Hayu expands pipeline in 'milestone' Telstra deal

Josh McDonnell
By Josh McDonnell | 6 June 2018
Real Housewives of New York, one of the international reality shows featured on hayu.

Reality TV streaming service Hayu has inked a deal with Telstra that lets the telco’s customers add the streaming service to their bill.

The ‘carrier billing integration’ is for customers of Telstra TV that launched in July 2015 and is a partnership with streaming platform Roku, which gives access to services such as Stan and Netflix, alongside TV catch-up services and new release movies from BigPond Movies.

NBC Universal-owned streaming platform, Hayu, calls the new move a “major milestone” as it becomes the third streaming player to offer the service.

The billing integration follows the addition of Hayu onto the second-generation Telstra TV last October and is part of the telco's strategy to bring together more of its entertainment expenses into one monthly payment.

Telstra director of media commercial, strategy and go-to-market, Andrew Every, describes Telstra as “a world-class technology company”.

Once registered and following the initial three-month free trial period, the customer will be charged the standard Hayu subscription cost via their Telstra bill.

NBC Universal international SVP branded on-demand entertainment, Hendrik McDermott, says the deal is a "major milestone" in delivering on Hayu’s promise to provide Australian consumers with good value.

“With Telstra’s impressive national footprint, this extended integration has been designed to broaden the distribution and consumption of Hayu across Australia," McDermott says.
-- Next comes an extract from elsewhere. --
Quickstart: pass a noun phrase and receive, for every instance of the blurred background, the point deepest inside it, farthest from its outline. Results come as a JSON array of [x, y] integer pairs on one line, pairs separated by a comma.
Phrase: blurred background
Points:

“It’s our subscribers’ enthusiasm that has prompted us to expand our curation beyond NBCU’s pipeline of top quality day and date content to offer other reality favourites through strategic acquisitions."

Speaking to AdNews earlier this year, McDermott said its success in Australia so far had been “phenomenal”.

Hayu has doubled audience watch time and has upped the amount of content on the platform to 5000 episodes as an increasing number of Australians submit to the lure of US reality TV.

While he wouldn’t give exact numbers, McDermott says subscribers have consistently been on the up and engagement time has doubled since its 2016 market launch, from six hours to 12 hours per month, per person.